If there’s a reason why people should be pissed at the top 1%, or in this case the top 1 % of the top 1%, the story of Jon Corzine and MF Global should justify it.
First of all, let’s note that Jon Corzine, former CEO of Goldman Sachs, is a big-time Democrat. There are some clueless people in the conservative blogosphere who have this notion that rich people are Republican, or that Wall Street is Republican.
And then on the liberal side of the blogosphere, there are people who still have the notion that Republicans are rich while Democrats represent the middle class. That’s also false. In New Jersey, the super-rich Jon Corzine ran the state of New Jersey into the ground, and then he was voted out of office in favor of the solidly middle class Chris Christie, a mere government employee for most of his life. Well, maybe he was upper middle class, but his government job paid him less than $200K so he was in the 99% along with the Occupy Wall Street people, because you have to make more than $300K to be in the top 1%.
And while Chris Christie was saving New Jersey from its fiscal mess, Jon Corzine was busy running MF Global into the ground. And if you read the article I linked to above, you will see that Jon Corzine was not just a mere victim of a company which would have gone bankrupt without him. Rather, Jon Corzine directed the company to engage in risky investment strategies that wound up losing so much money that the company went bankrupt.
It’s worth noting that if someone like a computer programmer left his job for ten years to do something else, no one would ever hire him in his original field ever again. But different rules apply to the top 1% of the top 1%. Corzine’s decade in politics apparently didn’t create the perception that his skills were too outdated to work again in his previous profession.
The final kicker is that not only did MF Global lose money on bad investments, yesterday it was revealed that $700 million of customer money is missing.

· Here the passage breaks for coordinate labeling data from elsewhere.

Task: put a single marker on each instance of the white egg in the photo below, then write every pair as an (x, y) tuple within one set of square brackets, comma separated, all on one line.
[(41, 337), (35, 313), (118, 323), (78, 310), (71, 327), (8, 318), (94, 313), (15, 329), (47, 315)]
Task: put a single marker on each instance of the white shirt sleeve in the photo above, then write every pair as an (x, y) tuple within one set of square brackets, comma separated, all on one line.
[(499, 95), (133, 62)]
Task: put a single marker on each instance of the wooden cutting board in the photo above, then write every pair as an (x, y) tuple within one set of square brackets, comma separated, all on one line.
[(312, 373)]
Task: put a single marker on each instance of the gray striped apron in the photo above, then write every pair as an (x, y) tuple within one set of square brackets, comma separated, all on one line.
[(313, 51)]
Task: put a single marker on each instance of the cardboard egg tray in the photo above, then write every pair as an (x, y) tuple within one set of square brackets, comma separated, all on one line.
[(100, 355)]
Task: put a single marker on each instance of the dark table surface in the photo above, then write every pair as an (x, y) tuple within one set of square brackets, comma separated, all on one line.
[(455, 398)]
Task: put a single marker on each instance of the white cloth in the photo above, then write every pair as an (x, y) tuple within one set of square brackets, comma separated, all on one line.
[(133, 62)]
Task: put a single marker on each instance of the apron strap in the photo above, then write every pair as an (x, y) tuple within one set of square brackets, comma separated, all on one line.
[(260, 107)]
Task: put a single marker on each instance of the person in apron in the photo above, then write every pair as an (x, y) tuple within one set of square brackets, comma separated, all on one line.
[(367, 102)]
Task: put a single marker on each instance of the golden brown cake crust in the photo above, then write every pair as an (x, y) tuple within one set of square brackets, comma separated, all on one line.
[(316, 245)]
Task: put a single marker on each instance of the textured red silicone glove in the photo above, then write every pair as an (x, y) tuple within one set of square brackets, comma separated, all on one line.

My prediction is that Jon Corzine will still be rich after all this is over. Conservative libertarian types sticking up for rich CEOs make the ridiculous argument that they make a lot of money because they have more “risk.” While what Corzine did was risky for shareholder, customers, and ultimately the US taxpayers through the SIPC, Corzine himself is not going to personally go bankrupt. Nope, he will be able to keep the massive salary he was paid to run MF Global into the ground. And someone will probably hire him again.